How to enable parallel tests in JUnit 4, TestNG or Spock
1. Enable parallel testing via XML configuration in maven-surefire-plugin
<build>
<plugins>
<plugin>
<groupId>org.apache.maven.plugins</groupId>
<artifactId>maven-surefire-plugin</artifactId>
<version>3.2.5</version>
<configuration>
<parallel>classesAndMethods</parallel>
<threadCount>4</threadCountSuites>
<perCoreThreadCount>true</perCoreThreadCount>
</configuration>
</plugin>
</plugins>
</build>
2. Enable parallel testing via command line for maven-surefire
mvn -Dparallel=all -DthreadCount=4 -DperCoreThreadCount=true verify
Advantages and disadvantages of configuration options
Now, obviously you cannot disable parallel testing per module using the command line - it is global. However, you could define a custom property per module to control parallel test execution per module. Since this is a tedious work and does not follow conventions, I personally would abstain from this method.

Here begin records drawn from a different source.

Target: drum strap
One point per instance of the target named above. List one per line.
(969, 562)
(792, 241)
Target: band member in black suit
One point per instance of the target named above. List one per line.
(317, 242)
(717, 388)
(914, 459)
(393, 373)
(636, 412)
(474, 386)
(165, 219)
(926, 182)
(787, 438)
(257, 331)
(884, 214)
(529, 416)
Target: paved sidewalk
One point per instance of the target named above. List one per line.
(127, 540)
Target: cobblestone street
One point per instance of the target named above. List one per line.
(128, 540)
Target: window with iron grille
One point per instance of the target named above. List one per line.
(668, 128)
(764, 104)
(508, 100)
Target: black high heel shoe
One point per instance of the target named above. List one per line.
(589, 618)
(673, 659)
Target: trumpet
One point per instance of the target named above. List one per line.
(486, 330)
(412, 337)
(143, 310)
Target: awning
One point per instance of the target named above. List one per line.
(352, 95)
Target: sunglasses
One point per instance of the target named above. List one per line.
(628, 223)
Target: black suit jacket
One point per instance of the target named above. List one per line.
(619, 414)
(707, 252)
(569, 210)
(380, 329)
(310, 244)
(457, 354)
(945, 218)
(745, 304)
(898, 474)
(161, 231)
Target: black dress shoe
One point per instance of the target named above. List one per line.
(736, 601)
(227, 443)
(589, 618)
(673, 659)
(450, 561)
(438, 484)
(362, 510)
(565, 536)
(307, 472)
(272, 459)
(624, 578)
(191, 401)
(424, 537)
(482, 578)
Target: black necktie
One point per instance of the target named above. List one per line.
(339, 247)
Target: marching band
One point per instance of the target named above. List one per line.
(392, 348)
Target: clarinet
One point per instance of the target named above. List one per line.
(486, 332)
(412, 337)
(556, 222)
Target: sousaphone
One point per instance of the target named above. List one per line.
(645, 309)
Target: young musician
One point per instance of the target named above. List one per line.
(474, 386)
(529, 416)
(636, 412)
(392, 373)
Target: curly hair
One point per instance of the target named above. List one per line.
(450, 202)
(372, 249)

However, you can just set the configuration in a module which does not (fully) support parallel testing. Or, put the classes which do not support parallel testing into a test suite. You can also do it the other way around: Putting the tests which support parallel testing into a suite.
About forkCount
At this point, I do not advise to use fork count. Forking is relatively expensive.
Demo project: Accelerating Maven Builds
The GitHub repository mthmulders/snail-pace-rocket-speed-demos contains a script called ./demo-2-parallel-tests.sh
. Execute it to see the effects of enabling parallel tests!
Here is my outcome.
Apache Shiro without parallel tests
Running mvn verify -pl :shiro-core -am
on Apache Shiro without parallel tests takes 1:24 minutes on my machine.
Apache Shiro with parallel tests enabled
Running the same command after putting the files junit-platform.properties
into place wil only take 49 seconds!
Outlook: JUnit Looming
Christian Stein’s JUnit Looming is a showcase project wich shows how virtual tests can speed up testing. As of my knowledge (Christian may have slipped something 😉), it might get included soon into junit-jupiter.
Making the CI slower
However, please keep in mind that those options can actually hurt performance. In my CI, a few builds got slower, while the local builds on workstations were significantly faster. Reasons for this can include CPU or RAM constraints, slower file systems and more concurrent use of system resources in general. If you encounter this phenomenon, try to tune your parallelism until you find a "sweet spot" which speeds up both your local and your CI builds.
Conclusion: Parallel testing in Apache Maven
While JUnit Jupiter offers the most versatile options to parallelize your tests, a single surefire configuration can handle all the other test frameworks well. IntelliJ will sadly only pick up the property files and the annotations, which is why I use property files in some of my projects. There is a lot of room for improvement when it comes down to comparing the default configuration with a per-project optimal configuration. This is left to the educated reader as each project needs to be tuned individually.